Billy folded the phone and looked out at the tree line, thinking.
“The dog?” I said.
“Did you m-miss that gang of flies buzzing the corner of the fence line? That’s unlike you,” Billy said.
I shrugged, and looked stupidly back toward the fire scene, even though it was impossible to see it from here.
“Can you imagine that p-pit bull letting someone crawl in and uncouple a gas line and set a fuse or light a candle or whatever under that trailer w-without taking a bite out of said someone?”
“No,” I said, remembering the eyes of the beast. “No, I can’t.”
– 18 -
I don’t do sympathy well. I know this.
As a cop, I was useless at consolation when family would arrive at a shooting scene. I could not watch relatives wail at fatal accident scenes. “I’m sorry for your loss” seems rudely inadequate in the face of death.
I know I made improvements in this lack of empathy after Sherry’s surgery when I spent hours at her bedside, mostly just watching her sleep, watching helplessly as every twitch and mild groan worked at my insides. I was at fault for her pain, and helpless.
I was sure she saw through my reassuring smiles when she awakened. My inane, happy talk ramblings sounded insincere even to my own ears. My kisses hello and good-bye seemed dry and perfunctory. One day when her strength was up, Sherry finally told me to get lost. She said she’d call me when they released her to go home. But I was in the bedside chair the next morning when she awoke.
“I am sorry for your loss,” I said to Luz Carmen as I stood uncomfortably before her in the living room of Billy’s seaside hideaway in Deerfield Beach. She did not look up. One of her woman friends, whom Billy had brought to comfort her, had an arm around Carmen’s shoulders, and looked up into my eyes as she subtly shook her head.

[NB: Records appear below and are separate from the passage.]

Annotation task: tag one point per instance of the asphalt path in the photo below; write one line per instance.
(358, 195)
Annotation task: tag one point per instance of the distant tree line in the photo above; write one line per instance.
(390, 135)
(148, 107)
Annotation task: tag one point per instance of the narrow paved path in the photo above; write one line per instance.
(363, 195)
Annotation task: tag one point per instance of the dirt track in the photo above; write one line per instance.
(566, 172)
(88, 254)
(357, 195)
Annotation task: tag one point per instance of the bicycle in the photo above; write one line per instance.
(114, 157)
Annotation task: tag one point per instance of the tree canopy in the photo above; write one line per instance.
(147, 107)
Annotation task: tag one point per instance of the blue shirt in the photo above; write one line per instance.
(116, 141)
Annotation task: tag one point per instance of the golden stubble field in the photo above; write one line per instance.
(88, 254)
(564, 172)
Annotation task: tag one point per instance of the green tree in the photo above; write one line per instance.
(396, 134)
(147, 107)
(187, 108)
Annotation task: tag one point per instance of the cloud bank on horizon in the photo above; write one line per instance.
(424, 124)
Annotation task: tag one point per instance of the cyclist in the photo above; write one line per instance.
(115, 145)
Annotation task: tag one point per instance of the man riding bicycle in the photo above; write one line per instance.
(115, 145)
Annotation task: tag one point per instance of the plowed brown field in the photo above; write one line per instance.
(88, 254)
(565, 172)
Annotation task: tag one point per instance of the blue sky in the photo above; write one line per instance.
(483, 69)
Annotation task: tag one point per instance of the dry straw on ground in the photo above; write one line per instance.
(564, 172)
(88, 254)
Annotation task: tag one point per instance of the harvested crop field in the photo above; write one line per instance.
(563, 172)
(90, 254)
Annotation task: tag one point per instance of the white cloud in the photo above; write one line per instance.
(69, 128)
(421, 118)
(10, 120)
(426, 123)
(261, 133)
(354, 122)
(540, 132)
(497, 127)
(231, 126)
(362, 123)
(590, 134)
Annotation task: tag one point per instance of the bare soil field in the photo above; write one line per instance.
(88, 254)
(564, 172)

I went back outside and stared at the breaking waves on the ocean, silently thanking this woman for my dismissal.
At the fire scene, Billy said he would wait for his man to come and collect the remains of the pit bull. He also wanted to get on his cell to badger the federal authorities to take steps to protect Luz Carmen as a criminal enterprise whistle-blower.

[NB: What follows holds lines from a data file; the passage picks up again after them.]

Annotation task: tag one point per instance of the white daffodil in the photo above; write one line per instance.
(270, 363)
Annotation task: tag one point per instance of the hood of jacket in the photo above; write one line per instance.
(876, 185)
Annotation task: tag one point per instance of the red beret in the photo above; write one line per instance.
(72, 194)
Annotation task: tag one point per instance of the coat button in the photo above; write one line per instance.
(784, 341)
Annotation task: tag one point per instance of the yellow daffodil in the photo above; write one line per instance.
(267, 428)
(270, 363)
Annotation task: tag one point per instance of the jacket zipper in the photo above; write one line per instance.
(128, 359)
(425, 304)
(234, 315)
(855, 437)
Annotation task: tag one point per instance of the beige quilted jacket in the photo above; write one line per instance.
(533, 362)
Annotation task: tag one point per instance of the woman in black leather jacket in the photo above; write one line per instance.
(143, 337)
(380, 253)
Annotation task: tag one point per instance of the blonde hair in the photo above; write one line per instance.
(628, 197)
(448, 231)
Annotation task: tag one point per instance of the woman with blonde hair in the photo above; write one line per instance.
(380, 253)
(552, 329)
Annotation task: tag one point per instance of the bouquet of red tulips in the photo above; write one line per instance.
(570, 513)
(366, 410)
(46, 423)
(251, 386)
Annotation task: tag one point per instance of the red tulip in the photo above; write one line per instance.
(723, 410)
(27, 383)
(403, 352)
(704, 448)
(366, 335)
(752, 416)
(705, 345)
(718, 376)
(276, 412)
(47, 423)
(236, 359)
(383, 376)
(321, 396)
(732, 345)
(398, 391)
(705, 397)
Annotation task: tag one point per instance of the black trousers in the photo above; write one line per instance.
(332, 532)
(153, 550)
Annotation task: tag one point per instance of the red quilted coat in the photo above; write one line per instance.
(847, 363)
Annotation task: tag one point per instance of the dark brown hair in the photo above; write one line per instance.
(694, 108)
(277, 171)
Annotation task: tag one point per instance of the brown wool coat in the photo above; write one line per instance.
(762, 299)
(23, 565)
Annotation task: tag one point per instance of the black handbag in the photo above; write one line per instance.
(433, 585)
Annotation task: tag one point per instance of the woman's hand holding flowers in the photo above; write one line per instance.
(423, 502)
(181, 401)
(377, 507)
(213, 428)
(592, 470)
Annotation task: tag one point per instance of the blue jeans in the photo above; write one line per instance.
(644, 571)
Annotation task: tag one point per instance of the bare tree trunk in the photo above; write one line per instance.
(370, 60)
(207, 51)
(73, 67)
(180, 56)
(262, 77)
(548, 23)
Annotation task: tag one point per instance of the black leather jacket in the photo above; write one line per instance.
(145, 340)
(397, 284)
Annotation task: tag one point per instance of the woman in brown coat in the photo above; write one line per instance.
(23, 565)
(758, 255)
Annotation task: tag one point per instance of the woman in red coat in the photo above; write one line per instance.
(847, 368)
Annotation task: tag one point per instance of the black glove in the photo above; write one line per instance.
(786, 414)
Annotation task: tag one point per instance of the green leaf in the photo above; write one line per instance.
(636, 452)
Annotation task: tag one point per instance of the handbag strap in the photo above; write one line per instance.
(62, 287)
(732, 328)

In the meantime, he dispatched me to his seaside getaway to watch over her. Early this morning, Billy had convinced Luz Carmen to avoid the fire scene until authorities determined when she could see her brother’s body. After witnessing the molten ash of the trailer, I doubted that event was ever going to take place. There would not be much left of Andres Carmen, and certainly there could be no comfort in viewing his charred remains.

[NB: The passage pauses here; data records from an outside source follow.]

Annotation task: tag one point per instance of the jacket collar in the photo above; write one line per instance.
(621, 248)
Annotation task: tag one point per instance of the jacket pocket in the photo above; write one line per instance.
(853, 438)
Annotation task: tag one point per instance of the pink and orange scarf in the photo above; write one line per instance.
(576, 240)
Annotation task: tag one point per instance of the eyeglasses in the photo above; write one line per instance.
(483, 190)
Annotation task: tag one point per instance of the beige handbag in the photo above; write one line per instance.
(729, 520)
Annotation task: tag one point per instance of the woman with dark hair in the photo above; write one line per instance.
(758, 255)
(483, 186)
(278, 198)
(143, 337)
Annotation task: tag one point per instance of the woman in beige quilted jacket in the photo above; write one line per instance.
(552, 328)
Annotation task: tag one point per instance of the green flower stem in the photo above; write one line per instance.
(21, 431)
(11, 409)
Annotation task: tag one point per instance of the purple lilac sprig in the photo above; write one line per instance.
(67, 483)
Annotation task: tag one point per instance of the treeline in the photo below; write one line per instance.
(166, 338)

For the entire drive from the fire, I’d been rolling the facts of what we knew around in my head, grinding away at what didn’t fit, the coincidences that left gouges in any known pattern. I sat down on a retaining wall just outside the villa, put my feet on the beach sand, and watched nature do the same thing, the in and out of the tide smoothing each piece of shell, coral, and stone down to a grain.
Like a good investigator, Billy had put himself inside the head of the killer, if there indeed was a killer. While I was foolishly tossing around thoughts of how a group of gangbangers would throw a Molotov cocktail into the trailer, he was thinking how a quiet assassin would sneak onto the lot, crack the gas line, and then set some sort of fuse that would grant him clear distance before the place exploded. In that scenario, the guy would have had to get past the dog. How did he silence the beast?
While I chastised myself, I sensed movement behind me and turned to see Luz Carmen’s friend slip out the door of the villa. She approached me across the patio. “Perdoname,” she said, then caught herself and reworked her statement in broken English.